The “call()” method is defined in the Callable interface, and is a bit like the “run()” method from Thread, except it allows us to return a result.

Now we tee up a series of our UsefulWork classes, like so:

List<UsefulWork> usefulWorkList = 
        newArrayList(new UsefulWork(100), new UsefulWork(50), new UsefulWork(200), new UsefulWork(10),
        new UsefulWork(500), new UsefulWork(125), new UsefulWork(80));
</code>

</div>

(we’re using a method from the invaluable Google Collections library to spin up a new ArrayList of the proper type here)

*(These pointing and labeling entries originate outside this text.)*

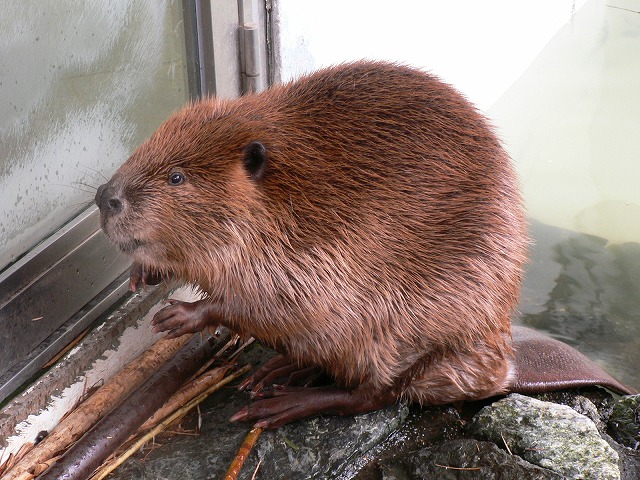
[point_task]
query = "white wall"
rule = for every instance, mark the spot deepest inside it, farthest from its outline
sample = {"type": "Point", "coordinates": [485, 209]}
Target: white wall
{"type": "Point", "coordinates": [559, 78]}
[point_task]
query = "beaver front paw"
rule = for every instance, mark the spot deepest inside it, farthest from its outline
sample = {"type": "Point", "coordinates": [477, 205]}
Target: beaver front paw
{"type": "Point", "coordinates": [179, 318]}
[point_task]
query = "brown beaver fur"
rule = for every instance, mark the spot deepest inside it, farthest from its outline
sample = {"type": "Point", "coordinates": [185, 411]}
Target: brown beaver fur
{"type": "Point", "coordinates": [364, 219]}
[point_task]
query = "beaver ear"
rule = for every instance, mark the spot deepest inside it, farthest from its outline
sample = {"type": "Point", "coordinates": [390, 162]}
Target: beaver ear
{"type": "Point", "coordinates": [255, 160]}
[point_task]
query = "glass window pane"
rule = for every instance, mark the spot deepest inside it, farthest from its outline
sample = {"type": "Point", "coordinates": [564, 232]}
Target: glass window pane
{"type": "Point", "coordinates": [82, 83]}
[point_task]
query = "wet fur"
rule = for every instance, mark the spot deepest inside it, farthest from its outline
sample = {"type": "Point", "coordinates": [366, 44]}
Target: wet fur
{"type": "Point", "coordinates": [383, 239]}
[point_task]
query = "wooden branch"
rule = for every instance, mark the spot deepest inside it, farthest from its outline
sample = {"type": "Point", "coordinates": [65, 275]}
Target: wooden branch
{"type": "Point", "coordinates": [111, 466]}
{"type": "Point", "coordinates": [86, 415]}
{"type": "Point", "coordinates": [243, 453]}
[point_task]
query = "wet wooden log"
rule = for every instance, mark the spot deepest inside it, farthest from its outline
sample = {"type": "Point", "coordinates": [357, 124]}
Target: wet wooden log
{"type": "Point", "coordinates": [80, 420]}
{"type": "Point", "coordinates": [79, 462]}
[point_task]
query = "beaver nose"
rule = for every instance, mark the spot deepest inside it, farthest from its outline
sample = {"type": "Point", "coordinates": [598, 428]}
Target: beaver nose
{"type": "Point", "coordinates": [107, 200]}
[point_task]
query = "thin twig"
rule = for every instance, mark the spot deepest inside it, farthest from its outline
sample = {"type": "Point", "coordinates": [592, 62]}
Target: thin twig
{"type": "Point", "coordinates": [505, 444]}
{"type": "Point", "coordinates": [243, 453]}
{"type": "Point", "coordinates": [447, 467]}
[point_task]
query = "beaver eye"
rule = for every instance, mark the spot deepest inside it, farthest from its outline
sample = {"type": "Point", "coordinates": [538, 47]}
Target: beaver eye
{"type": "Point", "coordinates": [176, 178]}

Now we fire up our new Callables like so:

ExecutorService executorService = Executors.newFixedThreadPool(POOL_SIZE);
List<Future<Long>> futures = executorService.invokeAll(usefulWorkList, 5, TimeUnit.SECONDS);
Long total = 0L;
        for (Future future: futures)
            total = total + (Long) future.get();

In the first line above, we create an ExecutorService, in this case, using a fixed-size “pool” of threads which will be used to run our jobs (this is the expensive bit, so it’s nice to do this in some kind of initialization only once – the same pool can be re-used).

Then we create a list of Future objects, each of which deals with type “Long”, by calling the executorService.invokeAll. The parameters are our list of Callables, timeout, and the unit in which the timeout is expressed – in this case, seconds. What we’ve said is “start doing all these things I’m giving you at once, but don’t allow any one of them to run more than 5 seconds”. We can also use unlimited timeouts, but then a hanging Callable can get us in trouble.

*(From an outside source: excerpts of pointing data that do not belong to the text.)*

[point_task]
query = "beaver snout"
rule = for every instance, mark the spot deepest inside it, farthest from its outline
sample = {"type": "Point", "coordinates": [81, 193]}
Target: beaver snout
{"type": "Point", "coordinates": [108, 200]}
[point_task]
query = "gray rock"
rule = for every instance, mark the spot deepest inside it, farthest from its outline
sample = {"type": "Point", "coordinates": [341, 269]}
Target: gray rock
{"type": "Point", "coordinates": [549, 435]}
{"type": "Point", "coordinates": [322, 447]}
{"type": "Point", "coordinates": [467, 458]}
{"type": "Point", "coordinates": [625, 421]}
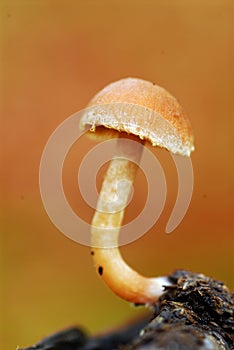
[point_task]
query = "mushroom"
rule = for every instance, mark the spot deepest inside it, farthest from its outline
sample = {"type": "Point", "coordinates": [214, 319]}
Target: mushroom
{"type": "Point", "coordinates": [141, 111]}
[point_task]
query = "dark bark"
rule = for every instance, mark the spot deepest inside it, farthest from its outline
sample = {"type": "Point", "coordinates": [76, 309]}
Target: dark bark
{"type": "Point", "coordinates": [196, 313]}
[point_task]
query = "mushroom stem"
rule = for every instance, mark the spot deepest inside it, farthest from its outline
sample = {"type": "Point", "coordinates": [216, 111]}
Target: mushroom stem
{"type": "Point", "coordinates": [106, 225]}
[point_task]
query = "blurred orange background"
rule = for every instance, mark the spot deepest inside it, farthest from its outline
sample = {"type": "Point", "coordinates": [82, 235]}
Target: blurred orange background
{"type": "Point", "coordinates": [55, 56]}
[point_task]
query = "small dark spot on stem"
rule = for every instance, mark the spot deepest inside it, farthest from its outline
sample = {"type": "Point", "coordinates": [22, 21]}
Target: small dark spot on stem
{"type": "Point", "coordinates": [100, 270]}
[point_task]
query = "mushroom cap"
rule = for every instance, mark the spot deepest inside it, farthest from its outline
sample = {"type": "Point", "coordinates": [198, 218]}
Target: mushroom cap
{"type": "Point", "coordinates": [139, 107]}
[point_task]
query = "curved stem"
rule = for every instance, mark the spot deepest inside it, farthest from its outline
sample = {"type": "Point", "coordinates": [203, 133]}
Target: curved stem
{"type": "Point", "coordinates": [106, 225]}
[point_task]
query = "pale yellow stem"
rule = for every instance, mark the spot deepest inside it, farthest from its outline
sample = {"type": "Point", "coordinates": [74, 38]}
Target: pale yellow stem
{"type": "Point", "coordinates": [106, 225]}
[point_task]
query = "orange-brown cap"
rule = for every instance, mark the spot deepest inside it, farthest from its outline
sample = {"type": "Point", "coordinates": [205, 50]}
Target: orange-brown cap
{"type": "Point", "coordinates": [144, 109]}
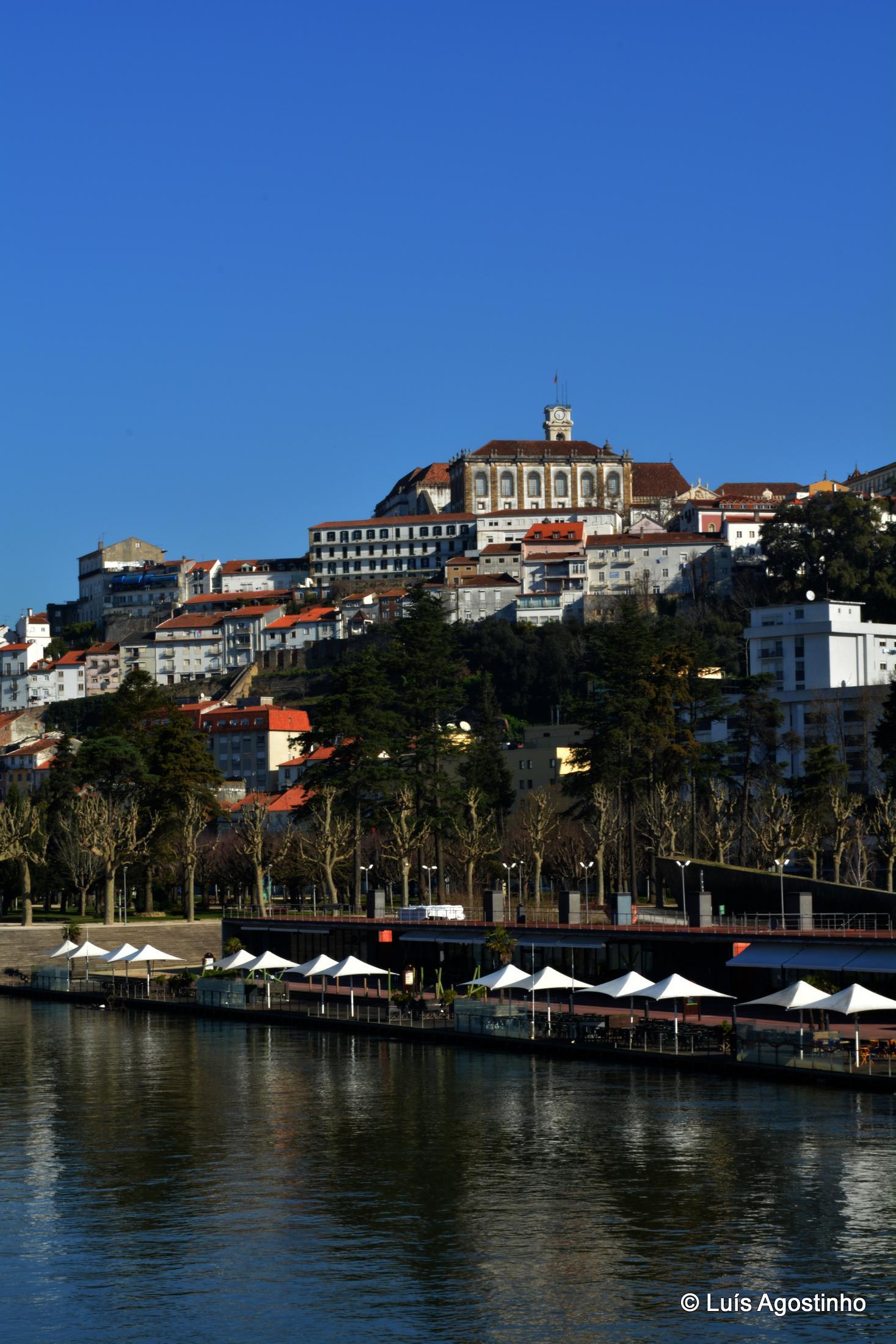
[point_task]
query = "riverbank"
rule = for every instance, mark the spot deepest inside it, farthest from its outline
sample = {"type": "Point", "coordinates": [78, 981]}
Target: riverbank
{"type": "Point", "coordinates": [435, 1032]}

The rest of our code above is just collecting the results – once we’ve made the call to “invoke” our UsefulWork’s are all churning away (POOL_SIZE of them at a time, anyway), doing whatever they do to get their invdividual answer without waiting for the herd.

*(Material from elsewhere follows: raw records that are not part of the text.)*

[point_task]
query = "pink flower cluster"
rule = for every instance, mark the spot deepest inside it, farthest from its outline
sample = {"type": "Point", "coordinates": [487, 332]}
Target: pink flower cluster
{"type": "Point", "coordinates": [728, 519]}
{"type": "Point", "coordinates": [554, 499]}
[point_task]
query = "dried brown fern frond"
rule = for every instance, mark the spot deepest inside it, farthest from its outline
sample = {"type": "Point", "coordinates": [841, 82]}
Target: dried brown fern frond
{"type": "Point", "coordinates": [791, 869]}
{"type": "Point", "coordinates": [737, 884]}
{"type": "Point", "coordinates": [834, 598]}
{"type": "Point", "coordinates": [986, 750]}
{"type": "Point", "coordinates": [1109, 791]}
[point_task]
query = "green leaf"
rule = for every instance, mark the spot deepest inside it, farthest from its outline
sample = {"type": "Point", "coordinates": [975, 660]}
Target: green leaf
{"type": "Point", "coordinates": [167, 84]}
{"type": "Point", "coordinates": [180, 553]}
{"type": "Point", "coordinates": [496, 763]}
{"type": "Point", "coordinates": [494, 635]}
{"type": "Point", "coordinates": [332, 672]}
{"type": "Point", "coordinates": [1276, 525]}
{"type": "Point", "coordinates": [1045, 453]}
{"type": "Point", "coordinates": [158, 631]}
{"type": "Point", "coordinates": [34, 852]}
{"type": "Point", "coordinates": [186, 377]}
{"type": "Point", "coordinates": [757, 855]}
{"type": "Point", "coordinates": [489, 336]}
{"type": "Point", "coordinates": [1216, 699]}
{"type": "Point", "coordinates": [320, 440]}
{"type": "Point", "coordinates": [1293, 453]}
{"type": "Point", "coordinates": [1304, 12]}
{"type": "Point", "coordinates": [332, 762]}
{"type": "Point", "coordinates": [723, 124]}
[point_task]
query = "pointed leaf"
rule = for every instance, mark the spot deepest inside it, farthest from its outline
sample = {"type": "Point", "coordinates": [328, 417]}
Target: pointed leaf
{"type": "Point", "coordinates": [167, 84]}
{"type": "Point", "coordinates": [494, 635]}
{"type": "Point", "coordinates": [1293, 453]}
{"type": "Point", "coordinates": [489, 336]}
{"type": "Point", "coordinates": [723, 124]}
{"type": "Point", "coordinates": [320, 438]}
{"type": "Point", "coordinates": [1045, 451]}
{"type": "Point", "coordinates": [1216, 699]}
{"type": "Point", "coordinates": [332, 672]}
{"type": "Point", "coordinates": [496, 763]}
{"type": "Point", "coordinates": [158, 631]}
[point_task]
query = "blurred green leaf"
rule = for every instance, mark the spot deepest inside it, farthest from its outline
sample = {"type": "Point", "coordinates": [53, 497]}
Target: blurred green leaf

Our for loop at the end simply collects the fruit of their labours, retrieving the results of the calculations that have already been performed. It’s important to note that the call to “get()” is not actually doing the calculation at that moment – the actual calculation is already finished, ready to return. This is the power of the Future interface – the ability to do it’s job and then be available at a later time for retrieving the result.

This is of course an extremely simple example, and doesn’t take into account several things you might need to think about for real production code, but I think it gives a taste of what’s possible just with what comes with the standard JDK.

In a later post we’ll lean on java.util.concurrent a bit harder, and see what other things we can do.